What's more, she added, individual lawsuits are burdensome and too expensive for most plaintiffs who suffer discrimination. The administrative process under the federal law was more efficient and less costly, she said.
Hillsborough and the other counties were subject to federal review because citizens of Hispanic origin were not registered or voting in sufficient numbers. Ballots and other elections-related materials will continue to be printed in Spanish as well as English, said Hillsborough Supervisor of Elections Craig Latimer.
Most cases in which Hillsborough needed to get preclearance had to do with having to close a polling site and open another, Latimer said.
“If we have one in a church building, maybe the church sells the building, so we have to find other polling sites,” Latimer said, explaining that the county loses about one out of 10 polling sites every election.
“In Hillsborough County, I can assure you, it won't have any impact on (minorities) because we will continue to run open, honest and fair elections,” Latimer added.
Prominent minority residents of Hillsborough were not as confident the county would protect voting rights for all citizens without some federal oversight.
Carl Warren and his father filed a lawsuit in 1979, challenging at-large voting in Hillsborough County and Tampa.
Black candidates had never been able to win at the ballot box under the at-large system, Warren said, though a few blacks had been appointed to office.

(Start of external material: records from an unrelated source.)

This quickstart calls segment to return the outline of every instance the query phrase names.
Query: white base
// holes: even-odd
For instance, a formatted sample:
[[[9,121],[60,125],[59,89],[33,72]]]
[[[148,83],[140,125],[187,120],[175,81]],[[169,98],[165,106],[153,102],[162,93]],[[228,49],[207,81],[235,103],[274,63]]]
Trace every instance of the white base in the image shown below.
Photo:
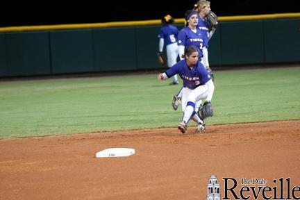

The suit was finally settled in the early 1990s with the county and city each creating four regional, single-member districts and three at-large districts. Since that time, districts created with substantial African-American voting populations have elected black county commissioners and city council members.
But Warren believes an underlying, institutional racism, which he calls the “plantation system,” continues to hurt minorities socially, educationally and politically.

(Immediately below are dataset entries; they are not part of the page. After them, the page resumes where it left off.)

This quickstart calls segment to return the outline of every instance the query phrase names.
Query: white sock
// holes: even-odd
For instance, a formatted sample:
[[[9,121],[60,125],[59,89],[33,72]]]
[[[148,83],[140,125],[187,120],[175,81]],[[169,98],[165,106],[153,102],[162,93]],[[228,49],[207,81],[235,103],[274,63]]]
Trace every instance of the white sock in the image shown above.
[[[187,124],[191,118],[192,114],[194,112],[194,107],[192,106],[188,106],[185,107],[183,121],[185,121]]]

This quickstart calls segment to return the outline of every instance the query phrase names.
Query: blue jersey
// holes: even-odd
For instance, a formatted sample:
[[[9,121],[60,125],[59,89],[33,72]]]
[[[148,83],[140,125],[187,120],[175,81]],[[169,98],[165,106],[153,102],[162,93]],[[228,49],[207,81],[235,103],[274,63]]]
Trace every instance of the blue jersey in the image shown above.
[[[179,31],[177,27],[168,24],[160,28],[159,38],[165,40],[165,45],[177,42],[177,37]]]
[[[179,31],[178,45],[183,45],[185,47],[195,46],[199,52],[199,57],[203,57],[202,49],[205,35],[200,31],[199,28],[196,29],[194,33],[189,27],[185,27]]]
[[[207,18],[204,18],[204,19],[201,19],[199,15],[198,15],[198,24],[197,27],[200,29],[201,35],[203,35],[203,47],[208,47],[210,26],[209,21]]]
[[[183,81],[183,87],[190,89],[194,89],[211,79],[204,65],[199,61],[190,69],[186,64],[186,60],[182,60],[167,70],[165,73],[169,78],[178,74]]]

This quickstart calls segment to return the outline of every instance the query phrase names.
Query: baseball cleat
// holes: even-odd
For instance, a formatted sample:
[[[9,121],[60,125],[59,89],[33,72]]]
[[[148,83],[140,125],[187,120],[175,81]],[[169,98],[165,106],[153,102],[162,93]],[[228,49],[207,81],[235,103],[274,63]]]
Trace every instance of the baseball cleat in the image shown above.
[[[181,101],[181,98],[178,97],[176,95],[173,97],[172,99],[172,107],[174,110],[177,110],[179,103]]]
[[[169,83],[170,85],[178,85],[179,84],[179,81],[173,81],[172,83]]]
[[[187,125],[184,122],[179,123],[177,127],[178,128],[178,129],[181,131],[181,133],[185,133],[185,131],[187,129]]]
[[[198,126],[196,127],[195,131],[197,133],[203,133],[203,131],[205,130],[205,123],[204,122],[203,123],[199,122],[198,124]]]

“When there is no oversight going on, I believe this community basically will not just return to pre-1979; I think it has the potential to become even worse,” Warren said.

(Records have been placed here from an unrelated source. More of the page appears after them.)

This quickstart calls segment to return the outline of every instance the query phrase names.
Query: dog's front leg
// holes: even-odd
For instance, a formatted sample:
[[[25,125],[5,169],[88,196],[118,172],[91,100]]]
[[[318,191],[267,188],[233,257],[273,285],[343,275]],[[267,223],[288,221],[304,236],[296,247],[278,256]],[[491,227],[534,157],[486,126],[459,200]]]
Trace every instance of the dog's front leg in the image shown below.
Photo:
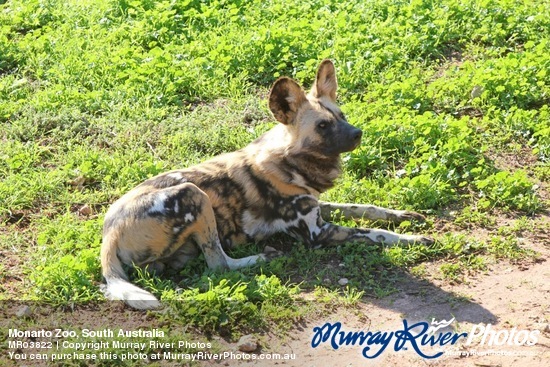
[[[426,218],[419,213],[406,210],[394,210],[365,204],[342,204],[319,202],[321,216],[324,220],[330,220],[332,213],[338,211],[346,219],[370,219],[383,220],[393,223],[401,223],[406,220],[424,222]]]
[[[315,233],[315,232],[313,232]],[[318,229],[318,234],[312,235],[314,246],[334,246],[349,242],[362,242],[368,244],[412,244],[419,243],[431,245],[434,240],[429,237],[399,234],[383,229],[348,228],[332,223],[325,223]]]

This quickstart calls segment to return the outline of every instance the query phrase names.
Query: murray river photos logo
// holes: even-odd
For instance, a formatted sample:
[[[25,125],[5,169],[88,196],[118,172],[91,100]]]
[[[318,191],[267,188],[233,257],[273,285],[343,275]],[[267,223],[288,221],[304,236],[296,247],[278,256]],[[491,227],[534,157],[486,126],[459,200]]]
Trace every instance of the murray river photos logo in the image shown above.
[[[343,346],[361,347],[363,357],[373,359],[380,356],[388,347],[393,350],[414,350],[419,356],[427,359],[441,357],[445,352],[428,352],[429,347],[444,347],[454,345],[459,341],[466,346],[477,343],[479,346],[521,346],[535,345],[538,341],[539,330],[495,330],[491,324],[477,324],[469,333],[457,333],[453,331],[441,332],[441,329],[450,326],[455,321],[435,321],[431,324],[426,321],[409,323],[403,320],[403,328],[395,331],[346,331],[342,323],[327,322],[322,326],[313,328],[311,339],[312,348],[317,348],[322,343],[328,344],[334,350]]]

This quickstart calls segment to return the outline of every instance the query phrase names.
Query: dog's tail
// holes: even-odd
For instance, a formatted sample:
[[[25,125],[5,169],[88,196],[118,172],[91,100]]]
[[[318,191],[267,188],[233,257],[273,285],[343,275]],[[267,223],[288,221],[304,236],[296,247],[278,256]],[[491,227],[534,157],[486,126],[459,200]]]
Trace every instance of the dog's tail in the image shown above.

“The reason is we're having some troubling economic times, so when you look at the adverse impact of our economic system, when it comes to appointing, electing African-Americans … they will recognize if they intend to stay in their positions, they're going to have to acquiesce and accommodate the white majority.”
Black historian and author Fred Hearns agreed. He walked across the infamous Edmund B. Pettis Bridge in Selma, Ala., where police beat black civil-rights demonstrators in the 1960s.
The federal government, in passing the Voting Rights Act and enacting oversight and accountability measures in that law, was key to those long-ago victories, Hearns said.
“When you hear about that struggle and realize the sacrifices people made, you realize that we still need to protect people's voting rights,” Hearns said.
Deirdre Macnab, president of the League of Women Voters of Florida, called Tuesday's decision “disastrous for the state.”
“One wonders if the Supreme Court majority has been following the news in Florida, where this state has been rocked and nationally embarrassed from the partisan manipulation of our voting rights by our Legislature with a focus on passing laws that make it hard for minorities to register and vote,” Macnab said.
Desiline Victor became a symbol of voting obstacles when she had to wait three hours on line to vote in Miami-Dade County in 2012. President Obama later invited the 102-year-old woman to his State of the Union address.
And many Floridians still wince at the memory of the 2000 presidential election, with its butterfly ballots, hanging chads and an aborted ballot recount.
“Now, Florida citizens will be without federal protections until Congress acts in a state with a sordid history with regard to the suppression of votes,” Macnab said.
The case decided by the court Tuesday is Shelby County, Ala., v. Holder, No. 12–96. Chief Justice John Roberts and Justices Samuel Alito, Anthony Kennedy, Antonin Scalia and Clarence Thomas were in the majority. Justices Stephen Breyer, Ruth Bader Ginsburg, Elena Kagan and Sonia Sotomayor dissented.